Oven firing organised by Gladstone Pottery Museum >

1 x Calcining kiln
@ Rear of 120, Uttoxeter Road. Near Short Street, Longton. List Entry Number 1297907

4 x Potter's updraught ovens
@ Uttoxeter Road, Longton. Gladstone Pottery Museum. Open to the public.

1 x Muffle enamel decorating kiln
@ Uttoxeter Road, Longton. Gladstone Pottery Museum. Open to the public.

2 x Potter's updraught ovens
@ Uttoxeter Road, Longton.
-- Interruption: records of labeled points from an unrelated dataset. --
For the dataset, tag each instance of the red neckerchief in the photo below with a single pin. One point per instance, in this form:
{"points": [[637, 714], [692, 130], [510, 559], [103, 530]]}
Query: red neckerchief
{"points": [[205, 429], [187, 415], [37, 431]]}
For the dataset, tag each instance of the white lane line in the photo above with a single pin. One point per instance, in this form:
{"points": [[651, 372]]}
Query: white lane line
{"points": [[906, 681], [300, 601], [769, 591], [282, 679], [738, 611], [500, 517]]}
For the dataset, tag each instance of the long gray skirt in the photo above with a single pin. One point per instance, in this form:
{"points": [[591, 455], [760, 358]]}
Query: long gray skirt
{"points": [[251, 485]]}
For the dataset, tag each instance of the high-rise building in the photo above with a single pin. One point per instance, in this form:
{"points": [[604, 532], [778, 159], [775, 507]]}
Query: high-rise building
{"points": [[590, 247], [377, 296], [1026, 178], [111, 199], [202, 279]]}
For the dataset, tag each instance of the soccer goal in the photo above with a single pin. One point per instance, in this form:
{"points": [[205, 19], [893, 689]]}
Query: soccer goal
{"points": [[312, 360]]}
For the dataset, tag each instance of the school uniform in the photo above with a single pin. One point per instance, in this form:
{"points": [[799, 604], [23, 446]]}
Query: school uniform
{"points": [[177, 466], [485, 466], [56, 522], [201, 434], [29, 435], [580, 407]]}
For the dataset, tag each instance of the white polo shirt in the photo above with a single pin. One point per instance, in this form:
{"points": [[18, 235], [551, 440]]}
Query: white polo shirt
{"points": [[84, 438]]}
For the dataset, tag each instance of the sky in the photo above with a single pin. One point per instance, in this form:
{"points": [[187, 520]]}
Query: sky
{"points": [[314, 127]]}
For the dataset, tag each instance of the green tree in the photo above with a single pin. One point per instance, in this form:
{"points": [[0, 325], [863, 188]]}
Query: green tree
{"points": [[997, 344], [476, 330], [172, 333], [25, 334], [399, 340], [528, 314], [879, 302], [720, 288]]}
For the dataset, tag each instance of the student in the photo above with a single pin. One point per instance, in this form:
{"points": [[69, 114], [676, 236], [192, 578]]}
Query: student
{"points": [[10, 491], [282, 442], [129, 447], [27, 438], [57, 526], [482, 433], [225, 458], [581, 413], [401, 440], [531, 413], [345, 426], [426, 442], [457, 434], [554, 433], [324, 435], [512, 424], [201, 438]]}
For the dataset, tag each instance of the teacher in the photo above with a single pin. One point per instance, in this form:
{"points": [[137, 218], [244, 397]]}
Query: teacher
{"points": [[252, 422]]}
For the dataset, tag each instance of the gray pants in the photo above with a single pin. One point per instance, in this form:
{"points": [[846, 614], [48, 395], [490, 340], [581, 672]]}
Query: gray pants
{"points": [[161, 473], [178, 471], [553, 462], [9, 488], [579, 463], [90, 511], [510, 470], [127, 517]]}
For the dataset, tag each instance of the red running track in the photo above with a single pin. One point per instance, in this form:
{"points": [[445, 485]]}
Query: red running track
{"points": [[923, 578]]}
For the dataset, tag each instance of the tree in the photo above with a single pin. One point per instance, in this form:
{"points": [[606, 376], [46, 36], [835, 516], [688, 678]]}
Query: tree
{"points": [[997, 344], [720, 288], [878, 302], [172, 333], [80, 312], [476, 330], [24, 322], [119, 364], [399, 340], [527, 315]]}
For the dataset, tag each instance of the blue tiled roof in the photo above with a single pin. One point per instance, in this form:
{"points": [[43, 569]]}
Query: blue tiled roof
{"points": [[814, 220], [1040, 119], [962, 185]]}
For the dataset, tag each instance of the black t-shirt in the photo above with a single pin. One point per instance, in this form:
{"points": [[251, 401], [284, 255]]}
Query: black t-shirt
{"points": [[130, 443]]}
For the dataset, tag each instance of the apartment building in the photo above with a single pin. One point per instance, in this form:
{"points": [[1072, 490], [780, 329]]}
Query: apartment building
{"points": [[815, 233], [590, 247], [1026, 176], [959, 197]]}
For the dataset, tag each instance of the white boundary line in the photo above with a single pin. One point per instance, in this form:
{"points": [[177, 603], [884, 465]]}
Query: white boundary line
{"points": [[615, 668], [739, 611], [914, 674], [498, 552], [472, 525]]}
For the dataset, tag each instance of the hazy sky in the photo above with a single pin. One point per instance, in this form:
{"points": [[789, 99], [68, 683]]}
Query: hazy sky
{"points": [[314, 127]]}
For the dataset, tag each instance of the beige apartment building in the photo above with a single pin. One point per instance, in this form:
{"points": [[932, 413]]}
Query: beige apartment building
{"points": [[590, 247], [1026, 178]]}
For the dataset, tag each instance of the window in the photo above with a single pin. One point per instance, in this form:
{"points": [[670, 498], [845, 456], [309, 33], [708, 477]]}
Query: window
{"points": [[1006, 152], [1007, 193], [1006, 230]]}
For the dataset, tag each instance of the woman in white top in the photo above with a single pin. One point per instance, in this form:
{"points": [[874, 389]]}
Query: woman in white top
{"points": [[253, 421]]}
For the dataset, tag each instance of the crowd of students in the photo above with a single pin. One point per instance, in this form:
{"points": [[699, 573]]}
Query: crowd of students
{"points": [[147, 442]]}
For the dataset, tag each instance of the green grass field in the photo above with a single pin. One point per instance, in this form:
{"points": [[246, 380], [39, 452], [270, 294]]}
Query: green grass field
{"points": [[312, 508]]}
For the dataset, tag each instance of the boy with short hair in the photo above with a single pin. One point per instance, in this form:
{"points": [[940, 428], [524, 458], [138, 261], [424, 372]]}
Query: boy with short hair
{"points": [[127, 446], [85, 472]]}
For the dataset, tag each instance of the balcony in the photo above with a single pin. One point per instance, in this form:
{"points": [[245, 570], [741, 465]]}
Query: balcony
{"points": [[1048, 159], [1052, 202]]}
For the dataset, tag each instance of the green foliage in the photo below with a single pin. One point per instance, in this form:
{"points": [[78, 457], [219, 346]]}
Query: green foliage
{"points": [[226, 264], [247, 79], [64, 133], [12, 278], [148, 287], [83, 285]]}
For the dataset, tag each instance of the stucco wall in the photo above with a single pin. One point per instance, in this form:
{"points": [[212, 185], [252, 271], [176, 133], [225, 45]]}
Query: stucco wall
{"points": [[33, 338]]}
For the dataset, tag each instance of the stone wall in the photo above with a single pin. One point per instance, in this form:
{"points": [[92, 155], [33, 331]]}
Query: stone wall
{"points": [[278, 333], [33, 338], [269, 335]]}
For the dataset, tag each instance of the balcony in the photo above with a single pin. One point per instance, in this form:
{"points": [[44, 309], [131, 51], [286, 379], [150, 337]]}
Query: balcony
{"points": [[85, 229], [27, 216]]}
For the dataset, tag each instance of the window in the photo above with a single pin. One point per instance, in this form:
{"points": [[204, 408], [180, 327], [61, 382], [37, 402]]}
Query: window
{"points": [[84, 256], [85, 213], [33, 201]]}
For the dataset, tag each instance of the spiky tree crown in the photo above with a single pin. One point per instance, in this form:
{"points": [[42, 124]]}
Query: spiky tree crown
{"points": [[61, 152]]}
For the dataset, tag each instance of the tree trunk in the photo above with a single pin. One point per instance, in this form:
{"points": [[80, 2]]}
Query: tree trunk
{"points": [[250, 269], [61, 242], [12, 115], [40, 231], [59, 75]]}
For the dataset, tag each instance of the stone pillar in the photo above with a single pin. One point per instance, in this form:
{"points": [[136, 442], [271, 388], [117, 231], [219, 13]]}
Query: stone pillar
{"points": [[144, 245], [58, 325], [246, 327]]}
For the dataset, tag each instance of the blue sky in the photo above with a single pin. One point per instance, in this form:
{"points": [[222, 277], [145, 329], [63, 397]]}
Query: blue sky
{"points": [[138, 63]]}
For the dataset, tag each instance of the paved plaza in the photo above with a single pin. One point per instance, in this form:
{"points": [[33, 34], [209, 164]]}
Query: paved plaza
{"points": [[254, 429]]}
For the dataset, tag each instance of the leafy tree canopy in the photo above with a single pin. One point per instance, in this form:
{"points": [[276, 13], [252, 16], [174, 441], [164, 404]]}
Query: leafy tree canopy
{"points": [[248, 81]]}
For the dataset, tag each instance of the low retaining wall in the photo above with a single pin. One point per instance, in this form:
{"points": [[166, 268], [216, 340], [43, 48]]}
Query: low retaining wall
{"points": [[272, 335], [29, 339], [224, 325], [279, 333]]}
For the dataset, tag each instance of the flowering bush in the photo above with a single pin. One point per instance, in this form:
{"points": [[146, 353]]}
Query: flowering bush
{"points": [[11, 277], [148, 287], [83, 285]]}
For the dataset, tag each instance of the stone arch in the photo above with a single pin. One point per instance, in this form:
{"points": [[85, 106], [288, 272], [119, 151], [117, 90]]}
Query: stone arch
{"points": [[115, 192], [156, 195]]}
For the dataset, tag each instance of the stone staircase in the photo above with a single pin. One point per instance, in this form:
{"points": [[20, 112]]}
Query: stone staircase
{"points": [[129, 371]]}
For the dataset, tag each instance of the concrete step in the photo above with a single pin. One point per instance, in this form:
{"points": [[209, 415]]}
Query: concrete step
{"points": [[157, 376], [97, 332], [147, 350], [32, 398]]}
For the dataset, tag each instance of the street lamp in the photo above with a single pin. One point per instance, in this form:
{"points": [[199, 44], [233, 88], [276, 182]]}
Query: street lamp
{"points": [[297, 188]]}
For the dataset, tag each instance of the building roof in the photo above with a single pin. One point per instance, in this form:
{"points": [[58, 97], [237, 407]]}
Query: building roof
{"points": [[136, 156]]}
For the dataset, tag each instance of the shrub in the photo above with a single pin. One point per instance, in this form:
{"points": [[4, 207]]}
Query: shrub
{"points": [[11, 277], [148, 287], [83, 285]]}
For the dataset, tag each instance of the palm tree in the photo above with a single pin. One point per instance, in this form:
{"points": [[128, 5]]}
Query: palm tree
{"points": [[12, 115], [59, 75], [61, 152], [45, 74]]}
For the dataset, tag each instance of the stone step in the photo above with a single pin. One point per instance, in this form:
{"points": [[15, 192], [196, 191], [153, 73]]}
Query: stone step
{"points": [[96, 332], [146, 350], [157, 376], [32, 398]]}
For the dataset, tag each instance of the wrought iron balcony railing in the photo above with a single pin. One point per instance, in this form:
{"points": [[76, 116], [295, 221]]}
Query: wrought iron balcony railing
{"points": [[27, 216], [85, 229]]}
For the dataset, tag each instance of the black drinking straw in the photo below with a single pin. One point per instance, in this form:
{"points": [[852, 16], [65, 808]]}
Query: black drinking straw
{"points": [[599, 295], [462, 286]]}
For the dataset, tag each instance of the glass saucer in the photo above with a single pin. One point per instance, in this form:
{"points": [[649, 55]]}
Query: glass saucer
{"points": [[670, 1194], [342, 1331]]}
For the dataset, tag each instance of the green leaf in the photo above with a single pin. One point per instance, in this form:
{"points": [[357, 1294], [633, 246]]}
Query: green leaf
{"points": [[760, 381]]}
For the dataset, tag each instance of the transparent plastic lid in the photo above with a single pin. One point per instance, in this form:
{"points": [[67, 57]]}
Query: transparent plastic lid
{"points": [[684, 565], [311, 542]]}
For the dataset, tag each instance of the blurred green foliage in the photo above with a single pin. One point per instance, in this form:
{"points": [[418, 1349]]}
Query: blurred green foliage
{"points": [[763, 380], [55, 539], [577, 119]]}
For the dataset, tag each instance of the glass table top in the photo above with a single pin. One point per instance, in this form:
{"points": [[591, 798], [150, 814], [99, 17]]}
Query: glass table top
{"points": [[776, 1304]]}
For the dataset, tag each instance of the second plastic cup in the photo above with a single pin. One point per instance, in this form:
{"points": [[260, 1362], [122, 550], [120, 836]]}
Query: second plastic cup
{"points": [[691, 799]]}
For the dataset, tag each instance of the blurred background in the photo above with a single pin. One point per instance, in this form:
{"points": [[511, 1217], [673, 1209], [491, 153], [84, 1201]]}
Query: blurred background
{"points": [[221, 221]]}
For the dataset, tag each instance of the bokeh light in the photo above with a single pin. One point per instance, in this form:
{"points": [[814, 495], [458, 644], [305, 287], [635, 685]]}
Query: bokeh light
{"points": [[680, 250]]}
Former Gladstone and Park Place (Roslyn) Works, adjacent to Gladstone Pottery Museum. List entry Number 1195854 



SUMMARY: 
47 bottle-shaped structures still standing complete with their chimneys
50 bottle ovens/kilns including empty hovels and remnants of firing chambers
30 potters' bottle ovens for firing biscuit or glost pottery 
29 sites in 27 locations


DON'T GET CONFUSED

There are two factories in the Potteries which have the same name - FALCON
  • In Stoke, the Falcon Works were the works of W.H. Goss, Sturgess Street, off London Road. 
  • In Hanley the Falcon Pottery was the factory of  J.H. Weatherby, Town Road.